Local food blazing a trail on Napa County map
Responding to Napa County's higher-than-average interest in healthy foods, sustainable principles and wellness lifestyle, the board of supervisors last year created a Local Food Advisory Council. Now the council is looking for citizen input to pursue new initiatives, according to a blog on the Napa County Register website.
Monica Cooper, director of the Napa County University of California Cooperative Extension, is an ex-officio member of the council. Cooper is the county’s viticulture farm advisor and a big champion of expanding local food production, according to a previous article in the newspaper.
“It’s important to have more crop diversity,” Cooper was quoted in the story, and she sees that in small plots, not wide swaths of the county.
Napa's Local Food Advisory Council has identified three priority areas and is seeking volunteers to serve on subcommittees for:
- Education and Outreach: Help design communications networks to encourage public involvement and information sharing, such as advocacy programs, printed materials, events, website, social media, etc.
- Local Food Production and Distribution: Help develop mutually beneficial food supply systems linking local farmers to community kitchens, markets and residents;
- Food Policy: Help influence and communicate county rules, regulations and fees for growing, selling and/or donating food products by both home and commercial producers.
Napa's soil, climate, natural resources and culture position the community to make a positive impact promoting locally grown food and healthful consumption.

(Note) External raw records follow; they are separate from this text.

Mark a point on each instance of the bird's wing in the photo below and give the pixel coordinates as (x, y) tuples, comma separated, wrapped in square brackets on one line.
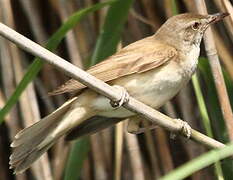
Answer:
[(137, 57)]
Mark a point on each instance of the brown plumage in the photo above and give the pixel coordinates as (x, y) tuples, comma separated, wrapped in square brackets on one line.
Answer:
[(152, 70)]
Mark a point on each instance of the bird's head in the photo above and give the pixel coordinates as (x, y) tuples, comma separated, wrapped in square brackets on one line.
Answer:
[(186, 30)]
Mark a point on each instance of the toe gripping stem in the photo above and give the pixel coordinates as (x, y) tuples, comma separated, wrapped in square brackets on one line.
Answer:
[(185, 128), (124, 98)]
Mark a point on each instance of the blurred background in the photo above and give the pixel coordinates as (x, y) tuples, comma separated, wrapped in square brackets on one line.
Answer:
[(86, 32)]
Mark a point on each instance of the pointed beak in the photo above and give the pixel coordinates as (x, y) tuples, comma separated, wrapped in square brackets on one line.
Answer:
[(216, 17)]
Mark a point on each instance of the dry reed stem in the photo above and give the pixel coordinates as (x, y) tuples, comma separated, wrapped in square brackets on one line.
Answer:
[(227, 21), (119, 138), (224, 52), (41, 168), (217, 73)]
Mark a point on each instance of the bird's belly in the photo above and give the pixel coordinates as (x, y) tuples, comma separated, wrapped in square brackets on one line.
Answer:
[(153, 88)]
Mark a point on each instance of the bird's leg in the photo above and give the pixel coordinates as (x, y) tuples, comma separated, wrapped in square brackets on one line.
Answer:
[(124, 97), (185, 129), (138, 124)]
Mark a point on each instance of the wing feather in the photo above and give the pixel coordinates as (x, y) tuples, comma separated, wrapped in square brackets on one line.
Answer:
[(137, 57)]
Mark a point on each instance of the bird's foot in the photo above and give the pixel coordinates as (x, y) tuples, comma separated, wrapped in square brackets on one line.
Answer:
[(124, 97), (185, 129)]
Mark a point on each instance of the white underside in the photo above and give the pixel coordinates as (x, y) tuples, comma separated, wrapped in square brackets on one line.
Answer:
[(154, 88)]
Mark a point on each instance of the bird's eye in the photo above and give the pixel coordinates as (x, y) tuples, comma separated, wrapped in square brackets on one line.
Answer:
[(195, 26)]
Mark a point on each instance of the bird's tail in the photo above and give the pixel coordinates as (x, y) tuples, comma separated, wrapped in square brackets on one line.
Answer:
[(30, 143)]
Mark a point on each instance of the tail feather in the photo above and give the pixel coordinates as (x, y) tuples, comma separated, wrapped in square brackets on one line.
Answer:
[(29, 144)]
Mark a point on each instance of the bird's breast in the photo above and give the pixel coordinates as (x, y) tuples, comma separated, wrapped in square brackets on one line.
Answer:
[(154, 87)]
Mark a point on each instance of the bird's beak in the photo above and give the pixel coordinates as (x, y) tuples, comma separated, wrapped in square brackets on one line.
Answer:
[(216, 17)]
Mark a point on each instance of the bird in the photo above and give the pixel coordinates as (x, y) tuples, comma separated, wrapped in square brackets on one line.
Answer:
[(152, 70)]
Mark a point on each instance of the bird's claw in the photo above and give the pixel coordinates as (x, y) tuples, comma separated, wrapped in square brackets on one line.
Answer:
[(124, 97), (185, 130)]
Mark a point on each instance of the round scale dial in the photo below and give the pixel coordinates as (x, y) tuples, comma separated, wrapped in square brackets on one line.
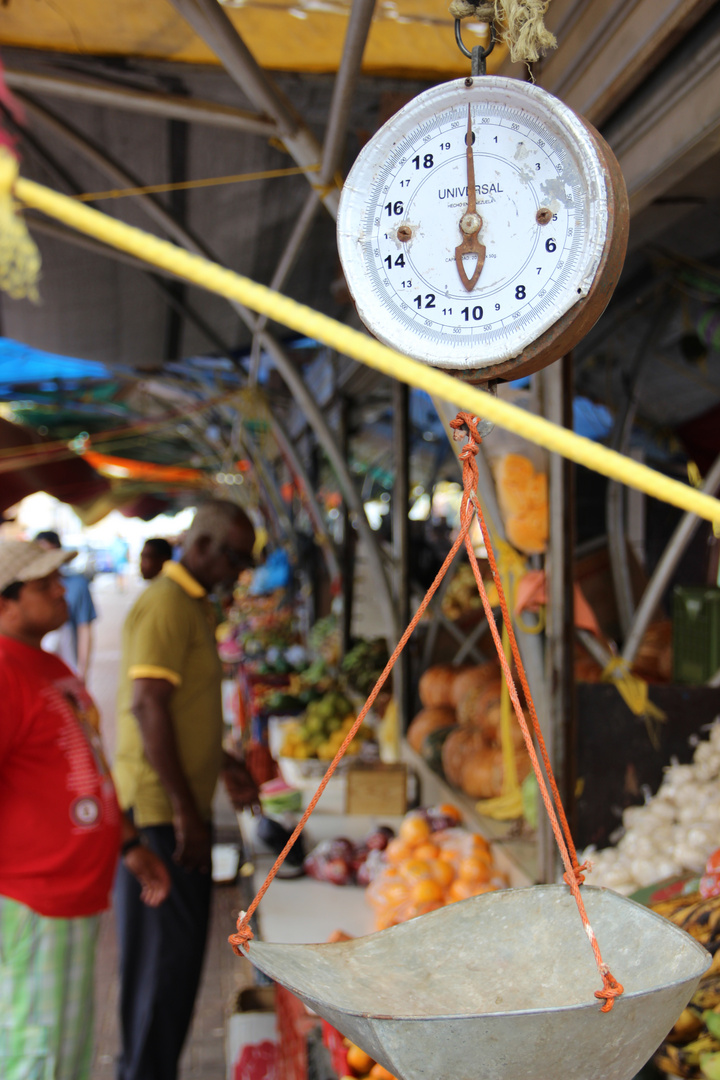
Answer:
[(475, 220)]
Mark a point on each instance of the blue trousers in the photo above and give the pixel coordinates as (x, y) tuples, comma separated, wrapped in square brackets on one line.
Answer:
[(161, 958)]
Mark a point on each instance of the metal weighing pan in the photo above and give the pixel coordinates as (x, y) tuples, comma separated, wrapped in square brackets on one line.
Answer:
[(501, 987)]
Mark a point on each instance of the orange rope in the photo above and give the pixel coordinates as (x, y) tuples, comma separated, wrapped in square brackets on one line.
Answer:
[(464, 422)]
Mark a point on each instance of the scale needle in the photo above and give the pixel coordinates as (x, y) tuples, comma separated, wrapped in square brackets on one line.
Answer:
[(471, 223)]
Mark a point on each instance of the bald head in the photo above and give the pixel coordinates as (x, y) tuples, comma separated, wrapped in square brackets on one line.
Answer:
[(218, 543)]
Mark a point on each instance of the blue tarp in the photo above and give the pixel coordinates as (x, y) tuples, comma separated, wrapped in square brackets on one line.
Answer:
[(21, 364)]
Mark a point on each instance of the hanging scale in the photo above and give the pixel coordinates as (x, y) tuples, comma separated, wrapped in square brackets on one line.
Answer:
[(484, 227)]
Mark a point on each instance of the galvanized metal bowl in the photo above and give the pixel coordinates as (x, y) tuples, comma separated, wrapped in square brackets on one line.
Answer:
[(501, 987)]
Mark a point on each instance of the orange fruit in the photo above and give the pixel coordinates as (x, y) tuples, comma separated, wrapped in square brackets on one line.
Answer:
[(426, 851), (416, 909), (397, 851), (448, 854), (378, 1072), (358, 1060), (426, 892), (416, 869), (461, 890), (396, 892), (413, 829), (443, 872), (473, 868)]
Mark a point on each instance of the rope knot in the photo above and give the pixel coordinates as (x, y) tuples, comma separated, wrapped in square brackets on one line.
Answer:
[(611, 989), (470, 422), (578, 873), (241, 940)]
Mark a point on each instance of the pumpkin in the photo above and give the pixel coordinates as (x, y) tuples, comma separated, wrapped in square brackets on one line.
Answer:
[(432, 747), (473, 678), (473, 706), (522, 497), (435, 685), (426, 720), (456, 748), (481, 773), (514, 475), (491, 730), (528, 531)]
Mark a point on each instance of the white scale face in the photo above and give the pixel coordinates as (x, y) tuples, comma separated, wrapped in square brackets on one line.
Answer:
[(540, 199)]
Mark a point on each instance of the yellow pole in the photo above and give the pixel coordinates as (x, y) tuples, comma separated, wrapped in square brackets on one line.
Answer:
[(215, 279)]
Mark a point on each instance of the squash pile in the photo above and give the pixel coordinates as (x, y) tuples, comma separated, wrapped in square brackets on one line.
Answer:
[(458, 730)]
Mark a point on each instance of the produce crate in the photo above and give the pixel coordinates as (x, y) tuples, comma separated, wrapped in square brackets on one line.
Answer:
[(695, 633)]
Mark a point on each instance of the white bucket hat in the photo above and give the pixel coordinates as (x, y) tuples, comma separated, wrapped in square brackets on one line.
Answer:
[(26, 561)]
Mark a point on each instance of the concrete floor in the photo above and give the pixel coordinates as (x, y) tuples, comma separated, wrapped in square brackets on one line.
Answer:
[(223, 974)]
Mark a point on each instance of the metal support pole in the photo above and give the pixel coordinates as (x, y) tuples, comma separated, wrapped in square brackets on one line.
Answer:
[(358, 26), (401, 505), (348, 539), (289, 453), (559, 634), (621, 437), (211, 23), (166, 106)]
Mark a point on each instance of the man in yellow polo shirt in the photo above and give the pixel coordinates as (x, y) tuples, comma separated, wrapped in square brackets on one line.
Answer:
[(167, 761)]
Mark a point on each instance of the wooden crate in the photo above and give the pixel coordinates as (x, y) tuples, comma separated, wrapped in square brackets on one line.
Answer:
[(377, 790)]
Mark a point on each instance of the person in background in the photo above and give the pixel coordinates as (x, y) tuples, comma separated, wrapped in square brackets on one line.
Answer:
[(62, 832), (168, 757), (73, 642), (120, 553), (155, 553)]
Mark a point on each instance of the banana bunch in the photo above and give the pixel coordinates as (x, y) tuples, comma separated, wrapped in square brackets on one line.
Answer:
[(692, 1049)]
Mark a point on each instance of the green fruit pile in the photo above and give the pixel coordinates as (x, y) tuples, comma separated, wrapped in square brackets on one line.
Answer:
[(321, 731), (692, 1049)]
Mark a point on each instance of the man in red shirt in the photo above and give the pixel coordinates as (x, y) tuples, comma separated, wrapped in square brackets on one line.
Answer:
[(60, 829)]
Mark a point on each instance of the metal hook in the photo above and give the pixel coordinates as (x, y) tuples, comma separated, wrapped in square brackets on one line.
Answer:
[(478, 55)]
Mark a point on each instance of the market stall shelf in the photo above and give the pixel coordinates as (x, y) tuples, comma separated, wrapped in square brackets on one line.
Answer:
[(502, 985)]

Local food and farming conference a sell-out
Nevada County's first Sustainable Local Food and Farm Conference, slated for this Saturday, is already a sell out, testifying to the growing interest in local food production in this Sierra Nevada foothill community.

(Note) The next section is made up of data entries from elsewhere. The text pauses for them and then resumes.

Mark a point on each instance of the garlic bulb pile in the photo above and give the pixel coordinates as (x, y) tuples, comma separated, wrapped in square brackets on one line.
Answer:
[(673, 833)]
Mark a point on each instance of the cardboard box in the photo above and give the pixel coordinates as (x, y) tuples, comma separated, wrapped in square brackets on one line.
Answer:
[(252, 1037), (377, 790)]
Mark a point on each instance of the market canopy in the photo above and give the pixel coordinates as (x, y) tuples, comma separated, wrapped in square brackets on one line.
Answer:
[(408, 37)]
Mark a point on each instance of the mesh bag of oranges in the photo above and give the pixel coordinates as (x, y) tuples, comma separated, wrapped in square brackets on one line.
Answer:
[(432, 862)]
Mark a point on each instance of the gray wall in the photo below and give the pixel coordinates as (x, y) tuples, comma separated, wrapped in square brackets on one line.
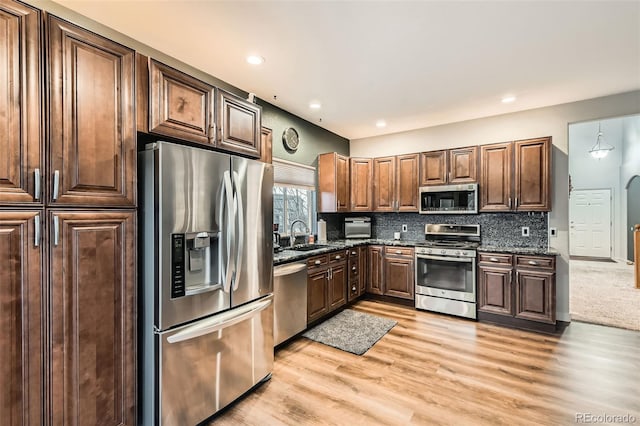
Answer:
[(314, 140), (550, 121)]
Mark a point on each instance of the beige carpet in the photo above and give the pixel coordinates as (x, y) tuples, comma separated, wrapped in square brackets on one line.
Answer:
[(604, 293)]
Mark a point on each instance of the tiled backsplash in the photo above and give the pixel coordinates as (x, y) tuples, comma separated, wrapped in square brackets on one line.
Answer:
[(496, 229)]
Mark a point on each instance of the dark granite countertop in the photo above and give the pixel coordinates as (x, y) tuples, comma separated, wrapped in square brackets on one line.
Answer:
[(540, 251)]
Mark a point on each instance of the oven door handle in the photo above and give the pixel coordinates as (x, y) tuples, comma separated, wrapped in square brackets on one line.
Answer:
[(447, 258)]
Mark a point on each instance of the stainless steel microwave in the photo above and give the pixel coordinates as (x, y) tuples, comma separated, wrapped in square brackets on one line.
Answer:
[(449, 199)]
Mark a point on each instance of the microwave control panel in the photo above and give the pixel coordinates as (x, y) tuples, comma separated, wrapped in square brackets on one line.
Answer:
[(177, 266)]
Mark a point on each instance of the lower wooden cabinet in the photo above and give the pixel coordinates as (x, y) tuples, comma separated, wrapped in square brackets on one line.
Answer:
[(520, 287), (92, 373)]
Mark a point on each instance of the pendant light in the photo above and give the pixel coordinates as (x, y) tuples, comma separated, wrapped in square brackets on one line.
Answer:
[(600, 149)]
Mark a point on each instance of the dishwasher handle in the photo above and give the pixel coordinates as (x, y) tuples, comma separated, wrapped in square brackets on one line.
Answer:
[(292, 268)]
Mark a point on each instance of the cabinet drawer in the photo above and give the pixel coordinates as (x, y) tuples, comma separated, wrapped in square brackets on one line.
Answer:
[(398, 251), (536, 262), (338, 256), (495, 258), (317, 261)]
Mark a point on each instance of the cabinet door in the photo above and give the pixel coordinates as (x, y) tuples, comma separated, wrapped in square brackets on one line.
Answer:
[(495, 177), (532, 170), (92, 128), (92, 319), (20, 104), (21, 304), (535, 296), (375, 270), (399, 277), (384, 184), (266, 145), (433, 170), (342, 183), (338, 286), (361, 180), (463, 164), (407, 183), (494, 290), (180, 106), (317, 303), (239, 123)]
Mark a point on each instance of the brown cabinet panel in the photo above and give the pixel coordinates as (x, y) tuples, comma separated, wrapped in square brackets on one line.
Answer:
[(92, 139), (21, 301), (535, 296), (21, 143), (239, 123), (407, 183), (338, 286), (463, 165), (266, 145), (317, 301), (375, 277), (361, 181), (495, 177), (333, 183), (433, 170), (532, 174), (494, 290), (399, 277), (180, 106), (92, 345), (384, 184)]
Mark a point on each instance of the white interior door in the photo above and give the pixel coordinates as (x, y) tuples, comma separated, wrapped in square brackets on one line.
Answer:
[(590, 223)]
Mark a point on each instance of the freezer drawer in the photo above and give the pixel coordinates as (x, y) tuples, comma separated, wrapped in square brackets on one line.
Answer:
[(206, 365)]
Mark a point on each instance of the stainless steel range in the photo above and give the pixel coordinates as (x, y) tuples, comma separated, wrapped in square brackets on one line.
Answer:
[(446, 269)]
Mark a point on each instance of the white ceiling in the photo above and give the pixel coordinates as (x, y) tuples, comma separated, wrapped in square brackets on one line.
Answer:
[(414, 64)]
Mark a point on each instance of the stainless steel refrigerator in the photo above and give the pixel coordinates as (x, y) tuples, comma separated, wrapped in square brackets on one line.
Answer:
[(206, 303)]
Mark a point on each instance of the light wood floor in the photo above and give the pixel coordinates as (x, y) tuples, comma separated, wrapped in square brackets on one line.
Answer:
[(433, 369)]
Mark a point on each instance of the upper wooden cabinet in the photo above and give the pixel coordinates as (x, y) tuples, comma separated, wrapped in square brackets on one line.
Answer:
[(180, 106), (92, 132), (333, 183), (21, 143), (395, 183), (452, 166), (516, 184), (361, 181), (266, 145), (21, 302), (239, 125)]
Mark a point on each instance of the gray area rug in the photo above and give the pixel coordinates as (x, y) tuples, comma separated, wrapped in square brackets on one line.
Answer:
[(351, 331)]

Strong grassroots efforts to link consumers with farmers are making Nevada County a force in the foothills, according to an article about the conference in The Union.
“It's one of the more advanced areas. There's kind of that mindset already here,” the article quotes Roger Ingram, county director and farm advisor for UC Cooperative Extension in Nevada, Sierra and Placer counties.

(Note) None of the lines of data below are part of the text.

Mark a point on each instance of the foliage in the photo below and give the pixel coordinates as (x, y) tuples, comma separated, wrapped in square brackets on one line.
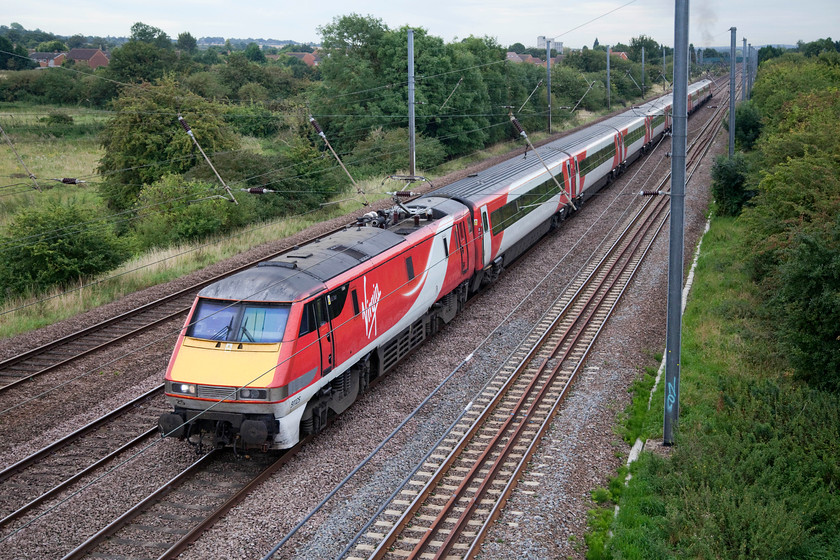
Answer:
[(186, 42), (140, 61), (172, 210), (14, 57), (144, 33), (753, 472), (386, 152), (55, 244), (52, 46), (252, 120), (747, 125), (254, 53), (808, 303), (729, 185), (144, 141)]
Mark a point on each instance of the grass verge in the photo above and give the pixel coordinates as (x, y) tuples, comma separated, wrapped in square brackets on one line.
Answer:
[(755, 471)]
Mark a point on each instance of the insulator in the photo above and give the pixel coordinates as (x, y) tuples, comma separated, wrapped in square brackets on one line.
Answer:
[(517, 126), (317, 127)]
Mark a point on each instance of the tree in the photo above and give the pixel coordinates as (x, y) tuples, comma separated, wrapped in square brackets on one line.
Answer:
[(186, 42), (747, 125), (152, 35), (729, 177), (652, 50), (54, 245), (138, 61), (77, 41), (807, 305), (52, 46), (254, 53), (144, 141)]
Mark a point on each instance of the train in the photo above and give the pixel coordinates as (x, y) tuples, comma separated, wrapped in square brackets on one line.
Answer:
[(267, 356)]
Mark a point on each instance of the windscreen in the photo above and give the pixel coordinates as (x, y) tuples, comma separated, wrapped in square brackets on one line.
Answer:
[(238, 321)]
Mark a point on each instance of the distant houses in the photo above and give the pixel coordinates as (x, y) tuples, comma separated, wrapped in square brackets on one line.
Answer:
[(94, 58), (528, 59), (48, 60), (310, 59)]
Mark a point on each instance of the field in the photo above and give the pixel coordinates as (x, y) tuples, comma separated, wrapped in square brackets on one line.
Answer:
[(49, 150)]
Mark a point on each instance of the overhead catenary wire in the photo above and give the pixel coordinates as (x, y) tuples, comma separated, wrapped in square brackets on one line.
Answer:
[(20, 159), (489, 336)]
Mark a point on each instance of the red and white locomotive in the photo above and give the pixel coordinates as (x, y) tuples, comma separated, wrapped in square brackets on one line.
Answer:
[(267, 355)]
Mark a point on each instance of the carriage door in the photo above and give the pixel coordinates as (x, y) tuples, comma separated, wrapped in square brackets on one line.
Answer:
[(325, 335), (571, 175), (485, 236), (463, 248)]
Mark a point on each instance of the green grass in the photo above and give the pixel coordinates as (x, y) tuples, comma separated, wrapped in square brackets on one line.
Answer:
[(754, 472), (48, 152), (77, 155)]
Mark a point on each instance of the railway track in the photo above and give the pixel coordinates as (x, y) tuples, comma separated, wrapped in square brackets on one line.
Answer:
[(164, 523), (26, 366), (34, 480), (447, 506)]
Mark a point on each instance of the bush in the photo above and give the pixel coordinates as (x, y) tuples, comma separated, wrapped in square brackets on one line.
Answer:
[(729, 177), (55, 245), (807, 306), (252, 120), (173, 210), (747, 125), (386, 152)]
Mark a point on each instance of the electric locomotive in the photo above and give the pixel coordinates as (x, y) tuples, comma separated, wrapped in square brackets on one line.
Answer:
[(269, 354)]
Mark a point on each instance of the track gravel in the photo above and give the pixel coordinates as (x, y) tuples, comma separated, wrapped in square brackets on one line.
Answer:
[(545, 517)]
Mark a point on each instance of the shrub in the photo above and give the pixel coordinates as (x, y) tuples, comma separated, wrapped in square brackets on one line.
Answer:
[(807, 306), (729, 177), (173, 210), (54, 245), (252, 120)]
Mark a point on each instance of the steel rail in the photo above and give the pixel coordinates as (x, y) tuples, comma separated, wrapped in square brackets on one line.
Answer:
[(70, 438), (107, 531), (188, 292)]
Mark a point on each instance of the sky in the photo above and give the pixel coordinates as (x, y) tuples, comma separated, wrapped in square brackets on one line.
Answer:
[(508, 21)]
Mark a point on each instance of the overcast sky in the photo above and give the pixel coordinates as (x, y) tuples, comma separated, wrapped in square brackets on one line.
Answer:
[(520, 21)]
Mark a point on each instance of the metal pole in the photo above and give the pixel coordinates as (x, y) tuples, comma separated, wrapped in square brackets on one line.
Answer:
[(548, 78), (675, 255), (412, 159), (608, 78), (749, 73), (744, 70), (732, 94), (643, 71)]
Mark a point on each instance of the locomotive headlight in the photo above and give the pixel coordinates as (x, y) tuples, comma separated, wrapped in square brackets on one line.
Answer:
[(182, 388)]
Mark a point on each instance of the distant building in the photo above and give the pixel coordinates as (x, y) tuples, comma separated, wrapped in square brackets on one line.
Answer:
[(94, 58), (310, 59), (48, 60)]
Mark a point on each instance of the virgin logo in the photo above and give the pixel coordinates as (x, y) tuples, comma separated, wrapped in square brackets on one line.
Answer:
[(370, 305)]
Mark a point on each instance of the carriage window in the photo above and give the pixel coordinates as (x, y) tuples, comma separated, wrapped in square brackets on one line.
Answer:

Keynote speaker at the event is Joel Salatin, a self-described "Christian-libertarian-environmentalist-capitalist-lunatic farmer." Salatin's Virginia farm is featured prominently in Michael Pollan's book The Omnivore's Dilemma and the documentaries Food Inc. and Fresh.
Salatin’s philosophy of farming emphasizes healthy grass on which animals can thrive in a symbiotic cycle of chemical-free feeding, according to Wikipedia. Cows are moved from one pasture to another rather than being centrally corn fed. Then chickens in portable coops are moved in behind them, where they dig through the cow dung to eat protein-rich fly larvae while further fertilizing the field with their droppings.
According to the Union article, the Nevada local food movement gained steam in 2005 when a small band of farmers, advocates and citizens - including UC Cooperative Extension in Nevada County - started the Local Food Coalition, and from that Nevada County Grown.
“There just seems to be this great burgeoning interest in this,” said Jeri Ohmart, Food Systems and Organic Outreach Program Assistant for the University of California's Sustainable Agriculture Research and Education Program, based at UC Davis.
Nationally known farmer Joel Salatin is a keynote speaker at the local food conference.